Heartfelt and inspiring, and a reminder that people face challenges every day that are deserving of our sympathies and understanding.
“The Wychwood Cycle”
Director: Robert J. Kendzie
Local Fredericksburg filmmaker Robert J. Kendzie and his team weave an eerie tableau about several characters who encounter an unusual spiritual entity in the forest—one per each season. Dreamy and creative, Kendzie weaves a unique, mythical yarn without a single line of dialogue that was shot in Fredericksburg throughout an entire year’s worth of seasonal change.
“Memory Project”
Director: Timothy Parsons
Anyone who took Psychology 101 almost certainly learned about Stanley Milgram’s notorious “learning” experiments, in which teachers were directed by experiment confederates to deliver increasingly painful shocks to learners who were, in fact, actors screaming as if in real pain. The presence of an “authority” figure in the room who was willing to “take responsibility” incredibly made the teachers continue giving fake shocks to the learners, with more than 60 percent delivering a fatal dose. Milgram and his confederates believed—falsely—that perhaps one or two teachers would deliver the fatal dose, but the obedience the teachers showed demonstrated how easily and quickly the deference to authority could turn deadly.

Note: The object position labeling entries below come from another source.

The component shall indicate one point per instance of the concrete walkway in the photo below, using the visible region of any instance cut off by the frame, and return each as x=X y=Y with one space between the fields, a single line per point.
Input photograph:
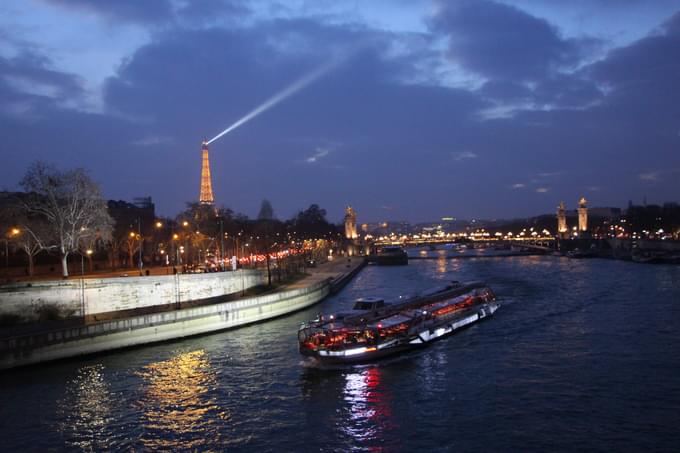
x=337 y=271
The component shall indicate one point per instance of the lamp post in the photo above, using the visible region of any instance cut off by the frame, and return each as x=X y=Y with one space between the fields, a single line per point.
x=141 y=243
x=221 y=244
x=9 y=234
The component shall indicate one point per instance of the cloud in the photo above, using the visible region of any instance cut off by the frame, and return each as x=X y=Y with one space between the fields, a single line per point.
x=496 y=40
x=463 y=155
x=650 y=176
x=151 y=140
x=318 y=154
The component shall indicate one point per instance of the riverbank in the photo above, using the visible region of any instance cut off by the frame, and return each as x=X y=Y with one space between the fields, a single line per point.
x=58 y=341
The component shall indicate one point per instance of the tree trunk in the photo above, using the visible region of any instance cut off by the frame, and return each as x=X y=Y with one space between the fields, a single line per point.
x=64 y=265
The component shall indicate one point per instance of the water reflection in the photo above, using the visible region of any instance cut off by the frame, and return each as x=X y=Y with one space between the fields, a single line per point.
x=368 y=412
x=179 y=403
x=86 y=410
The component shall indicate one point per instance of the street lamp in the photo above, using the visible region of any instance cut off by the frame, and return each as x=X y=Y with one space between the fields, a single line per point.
x=9 y=234
x=141 y=243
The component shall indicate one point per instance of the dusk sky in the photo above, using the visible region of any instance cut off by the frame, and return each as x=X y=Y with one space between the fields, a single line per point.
x=471 y=109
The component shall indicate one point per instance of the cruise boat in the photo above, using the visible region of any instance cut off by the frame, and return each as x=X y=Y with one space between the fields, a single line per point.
x=389 y=255
x=375 y=329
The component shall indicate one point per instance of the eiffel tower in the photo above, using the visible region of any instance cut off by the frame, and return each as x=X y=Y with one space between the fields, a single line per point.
x=206 y=196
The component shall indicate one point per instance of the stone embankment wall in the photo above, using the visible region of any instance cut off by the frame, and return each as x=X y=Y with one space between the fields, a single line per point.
x=104 y=336
x=78 y=297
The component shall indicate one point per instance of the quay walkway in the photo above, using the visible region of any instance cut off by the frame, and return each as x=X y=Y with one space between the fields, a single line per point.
x=36 y=343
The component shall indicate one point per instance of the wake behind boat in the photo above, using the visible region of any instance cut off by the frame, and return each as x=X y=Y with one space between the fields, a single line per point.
x=375 y=329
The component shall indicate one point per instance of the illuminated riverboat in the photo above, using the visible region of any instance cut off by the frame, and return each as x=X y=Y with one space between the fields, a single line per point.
x=375 y=329
x=389 y=256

Parsons’s film dramatizes the experiment, and he bookends his film with relevant quotes from C.S. Lewis and Hitler about the use of power and conformity. Not precisely a comforting watch in these surreal times.

“Nhu Dawn”
“Nhu Dawn”
Director: Caitlin Whitaker
The film opens with several women trapped in a cage for reasons unknown, and things get bloody rather fast. Whitaker takes the extra step of having several characters speak different languages, and this babel-infused element makes the film more tense as they cannot communicate their way out of danger.
“Consumed”
Director: Samuel Robert Van Fossen
In a post-apocalyptic world, it’s best not to trust anyone, as the hero (Thomas Scott) learns the hard way when he is kidnapped as the next human sacrifice by a “family” in the woods. However, despite the carnage, the hero still finds it within himself to end with a good deed.
“After Hours”
Director: Andrew Akbari
A young man develops a plan to sneak out at night, with somewhat predictable results.